4DVAR with Ensemble Model Error Estimation in a Coastal Ocean Model

Ivo Pasmans, Oregon State University, College of Earth, Ocean & Atmospheric Sciences, Corvallis, OR, United States and Alexander L Kurapov, Oregon State University, Corvallis, OR, United States
Abstract:
Traditionally 4DVAR implementations for ocean forecasting proceed in a series of relatively short time windows and assume that the model background error covariance is static in time. This assumption is unlikely to hold in coastal waters, in particular over the Oregon-Washington shelf (US Pacific coast), where river outflow and coastal upwelling cause rapid changes in ocean properties.
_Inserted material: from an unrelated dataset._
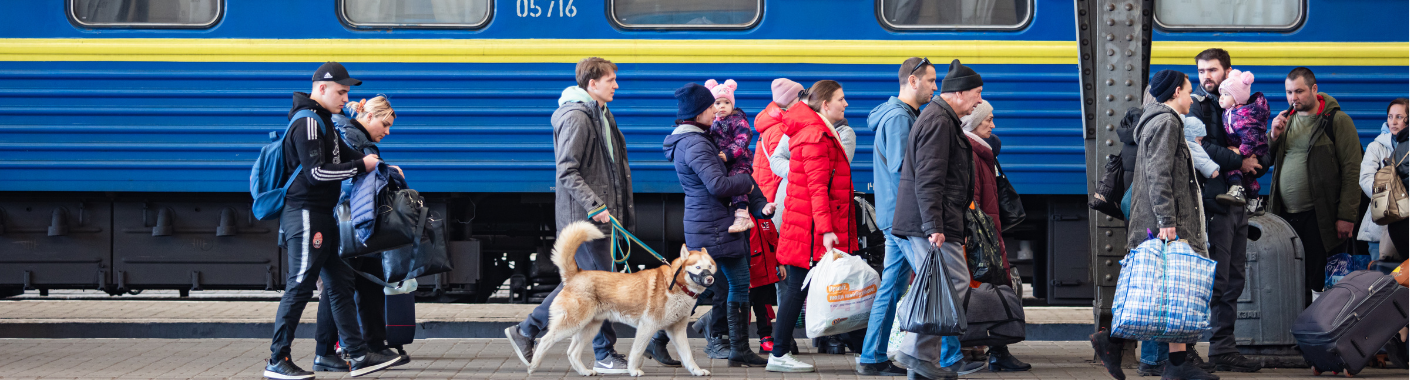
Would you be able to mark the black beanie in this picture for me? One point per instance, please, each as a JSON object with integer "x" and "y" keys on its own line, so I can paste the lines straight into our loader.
{"x": 1163, "y": 85}
{"x": 960, "y": 78}
{"x": 691, "y": 100}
To include the natural variability of the coastal ocean into our estimate for the model background error covariance, we have constructed an ensemble-4DVAR implementation in which the estimate of the model background error covariance is based on a localized ensemble of perturbed analysis runs from the previous window. In our set-up the perturbations consist of linear combinations of wind field EOFs and geostrophically balanced alterations to the initial conditions. The localization is carried out by applying a parallel Monte-Carlo localization of the sample covariance with a rectangular window. The method has been tested by embedding it in the Oregon State University (OSU) ocean forecasting system. In this system the initial conditions at the beginning of each 3-day window are corrected with 4DVAR using assimilation of satellite altimetry, GOES SST, and high-frequency radar sea-surface current measurements. For the tangent linear and adjoint parts the system uses AVRORA codes, developed by our group at OSU, while forecasts and ensemble members are calculated using the 2-km nonlinear ROMS (Regional Ocean Modeling System). We find that model results, e.g. the location of the edge of the Columbia River plume, depend on the choice of the background error covariance. Comparison against unassimilated mooring and glider data shows that the system with an ensemble-based covariance provides better predictions of the subsurface temperature and a more accurate representation of the temperature-salinity relationship.